Check out a free preview of the full Build an AI Agent from Scratch course
The "Function Calling Overview" Lesson is part of the full, Build an AI Agent from Scratch course featured in this preview video. Here's what you'd learn in this lesson:
Scott discusses how to handle security when a user is using a tool that may access other users' data. Scott also provides examples of clear and ambiguous matches in tool calling and emphasizes the importance of clear descriptions for tools.

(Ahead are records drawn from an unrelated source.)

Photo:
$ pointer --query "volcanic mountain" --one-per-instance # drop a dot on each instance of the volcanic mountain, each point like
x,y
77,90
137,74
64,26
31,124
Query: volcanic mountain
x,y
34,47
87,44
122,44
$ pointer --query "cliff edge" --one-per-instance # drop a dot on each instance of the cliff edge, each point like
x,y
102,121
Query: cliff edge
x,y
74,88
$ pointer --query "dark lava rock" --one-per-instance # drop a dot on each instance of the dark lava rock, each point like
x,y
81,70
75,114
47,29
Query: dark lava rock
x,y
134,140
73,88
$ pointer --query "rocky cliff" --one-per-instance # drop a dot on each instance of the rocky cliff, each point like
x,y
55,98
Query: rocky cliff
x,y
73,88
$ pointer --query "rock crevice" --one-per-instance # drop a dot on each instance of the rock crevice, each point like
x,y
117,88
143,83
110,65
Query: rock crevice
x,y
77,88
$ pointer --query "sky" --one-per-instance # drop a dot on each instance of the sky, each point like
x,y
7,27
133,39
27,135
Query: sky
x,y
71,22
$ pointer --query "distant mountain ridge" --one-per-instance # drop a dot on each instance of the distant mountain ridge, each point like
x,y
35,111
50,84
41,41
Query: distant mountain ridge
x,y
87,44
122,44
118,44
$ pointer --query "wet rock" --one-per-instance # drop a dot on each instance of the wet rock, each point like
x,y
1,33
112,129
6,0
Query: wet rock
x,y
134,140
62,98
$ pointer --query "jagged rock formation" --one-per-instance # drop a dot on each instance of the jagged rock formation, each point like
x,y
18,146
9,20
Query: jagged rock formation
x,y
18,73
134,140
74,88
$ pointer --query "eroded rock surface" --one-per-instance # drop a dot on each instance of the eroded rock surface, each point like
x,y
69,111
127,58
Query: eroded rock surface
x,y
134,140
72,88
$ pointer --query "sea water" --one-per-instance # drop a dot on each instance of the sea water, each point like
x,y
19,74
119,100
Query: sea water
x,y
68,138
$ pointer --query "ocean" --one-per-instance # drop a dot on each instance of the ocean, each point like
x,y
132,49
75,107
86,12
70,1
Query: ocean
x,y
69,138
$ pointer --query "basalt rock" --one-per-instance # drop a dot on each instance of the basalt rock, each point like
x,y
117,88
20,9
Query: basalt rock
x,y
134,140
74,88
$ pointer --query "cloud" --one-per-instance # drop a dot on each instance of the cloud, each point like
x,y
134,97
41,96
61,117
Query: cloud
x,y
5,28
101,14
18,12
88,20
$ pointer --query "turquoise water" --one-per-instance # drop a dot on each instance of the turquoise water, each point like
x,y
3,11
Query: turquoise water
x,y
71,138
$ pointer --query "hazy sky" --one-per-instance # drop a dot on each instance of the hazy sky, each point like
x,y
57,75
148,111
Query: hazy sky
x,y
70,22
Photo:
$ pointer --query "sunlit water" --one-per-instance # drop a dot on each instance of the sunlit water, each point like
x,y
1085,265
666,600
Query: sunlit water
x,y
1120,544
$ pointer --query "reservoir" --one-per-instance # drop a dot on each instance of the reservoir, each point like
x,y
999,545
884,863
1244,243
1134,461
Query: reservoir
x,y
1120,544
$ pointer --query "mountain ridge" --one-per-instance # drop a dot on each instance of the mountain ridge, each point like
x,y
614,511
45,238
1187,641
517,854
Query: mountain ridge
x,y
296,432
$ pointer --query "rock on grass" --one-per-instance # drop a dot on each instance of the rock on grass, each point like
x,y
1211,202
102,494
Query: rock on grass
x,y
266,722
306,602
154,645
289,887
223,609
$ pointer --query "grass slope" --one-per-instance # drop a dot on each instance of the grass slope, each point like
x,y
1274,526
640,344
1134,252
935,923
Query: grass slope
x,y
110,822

Transcript from the "Function Calling Overview" Lesson
[00:00:00]
>> Scott Moss: Last time we talked about agents and we got a tool calling, I merged a little bit of this current lesson into the last one because it just made more sense. We're gonna finish up the tool calling. We left off where we can pass the tool and the AI can tell us that it wants to call a tool, but we aren't actually doing anything with that.
[00:00:19]
Yes.
>> Speaker 2: How do you handle things like security when a user is using something that might be sent to an agent? How do you prevent them from accessing other users' data, these kinds of things?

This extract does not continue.